As government makes drastic changes to public spending in an effort to lower the budget deficit, IMF and other experts see worrying trends.
TIRANA, July 12 – Albania’s government has been very active in its economic policies over the past few weeks, changing its budget and borrowing policies to keep the country’s deficit under control.
The government says it is on track to keep the country’s economy growing through the hard times. But critics also point out that the government is trying to correct previous overspending and find solutions for what it knows are unsustainable spending commitments for public investments and salaries.
The latest outlook came from a delegation of the International Monetary Fund, which expressed concern about the state of public finances at a meeting with Albanian lawmakers.

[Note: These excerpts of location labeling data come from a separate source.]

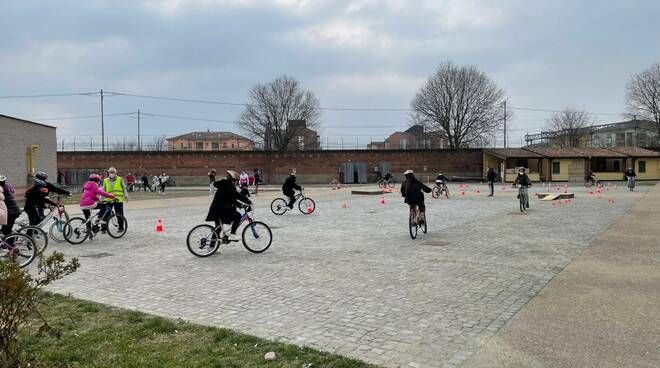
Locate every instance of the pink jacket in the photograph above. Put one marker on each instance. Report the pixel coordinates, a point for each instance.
(3, 209)
(91, 193)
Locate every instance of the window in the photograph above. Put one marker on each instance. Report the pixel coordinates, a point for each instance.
(556, 168)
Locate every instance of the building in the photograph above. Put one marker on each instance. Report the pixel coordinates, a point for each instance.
(210, 141)
(414, 137)
(27, 147)
(572, 164)
(631, 133)
(303, 138)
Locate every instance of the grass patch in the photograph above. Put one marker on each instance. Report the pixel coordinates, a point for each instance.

Meeting with members of the Commission of Economy, the IMF delegation said the Albanian debt was scheduled to grow beyond what the country can afford, posing a serious threat to the long-term outlook of the country’s economy. While the meeting was not public, details about it were revealed by members of the committee to the media.

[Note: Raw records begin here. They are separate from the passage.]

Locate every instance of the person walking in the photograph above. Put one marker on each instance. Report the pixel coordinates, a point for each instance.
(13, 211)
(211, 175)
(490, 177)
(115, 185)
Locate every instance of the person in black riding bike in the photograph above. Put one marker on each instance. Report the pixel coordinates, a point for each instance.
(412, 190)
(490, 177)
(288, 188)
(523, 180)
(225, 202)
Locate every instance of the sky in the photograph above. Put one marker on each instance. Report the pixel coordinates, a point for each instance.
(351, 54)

The IMF sent a mission in Tirana this week, monitoring Albania’s economy closely when it comes to the government’s financial commitments.
IMF’s concern is not new. It has always insisted that public debt should be kept at 40 percent of GDP or below. That’s because the Albanian economy is small and can’t afford high debt levels.

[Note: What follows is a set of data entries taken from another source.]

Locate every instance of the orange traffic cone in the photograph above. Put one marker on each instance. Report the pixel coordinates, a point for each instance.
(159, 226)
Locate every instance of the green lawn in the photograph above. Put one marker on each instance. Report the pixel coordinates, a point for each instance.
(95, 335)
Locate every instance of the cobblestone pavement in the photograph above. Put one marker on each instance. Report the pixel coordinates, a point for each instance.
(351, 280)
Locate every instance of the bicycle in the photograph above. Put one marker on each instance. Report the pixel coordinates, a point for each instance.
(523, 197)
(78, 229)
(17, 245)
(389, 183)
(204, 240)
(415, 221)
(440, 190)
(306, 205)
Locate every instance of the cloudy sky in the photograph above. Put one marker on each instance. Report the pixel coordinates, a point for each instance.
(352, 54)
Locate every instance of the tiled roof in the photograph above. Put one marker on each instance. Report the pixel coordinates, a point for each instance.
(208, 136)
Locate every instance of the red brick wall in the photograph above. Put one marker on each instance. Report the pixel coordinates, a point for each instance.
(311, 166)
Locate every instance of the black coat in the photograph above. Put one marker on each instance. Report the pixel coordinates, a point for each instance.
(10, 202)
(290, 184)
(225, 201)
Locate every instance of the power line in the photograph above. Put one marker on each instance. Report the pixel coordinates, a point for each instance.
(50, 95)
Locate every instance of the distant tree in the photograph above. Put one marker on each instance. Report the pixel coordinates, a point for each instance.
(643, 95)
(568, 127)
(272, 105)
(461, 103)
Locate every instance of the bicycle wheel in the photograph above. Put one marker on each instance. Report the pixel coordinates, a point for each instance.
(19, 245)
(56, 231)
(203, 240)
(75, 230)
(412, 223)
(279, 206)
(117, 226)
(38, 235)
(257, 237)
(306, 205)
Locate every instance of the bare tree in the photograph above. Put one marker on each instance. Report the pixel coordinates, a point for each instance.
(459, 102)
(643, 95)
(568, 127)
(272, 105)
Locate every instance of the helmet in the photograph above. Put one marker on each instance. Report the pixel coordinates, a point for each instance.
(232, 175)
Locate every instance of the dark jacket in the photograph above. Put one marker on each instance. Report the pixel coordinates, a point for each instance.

However, Albania’s debt has increased steadily. By the end of 2009, it reached 60 percent of the GDP. Much of the overspending is tied to increased spending on the part of the government, particularly prior to the elections last year.
When many European economies are facing a hard time to cope with the recession and its effects, the IMF is concerned that the increased debt of Albania could lead to a crisis in public finances.
The government’s plan
Government economic officials say they are familiar with the risks and that’s the reason behind the cuts they announced in the budget.
These drastic cuts mean spending in the budget is being reduced by 25 percent.
“These cuts are dictated by the aim to reduce the budget deficit and to prevent the growth of debt,” Prime Minister Sali Berisha said.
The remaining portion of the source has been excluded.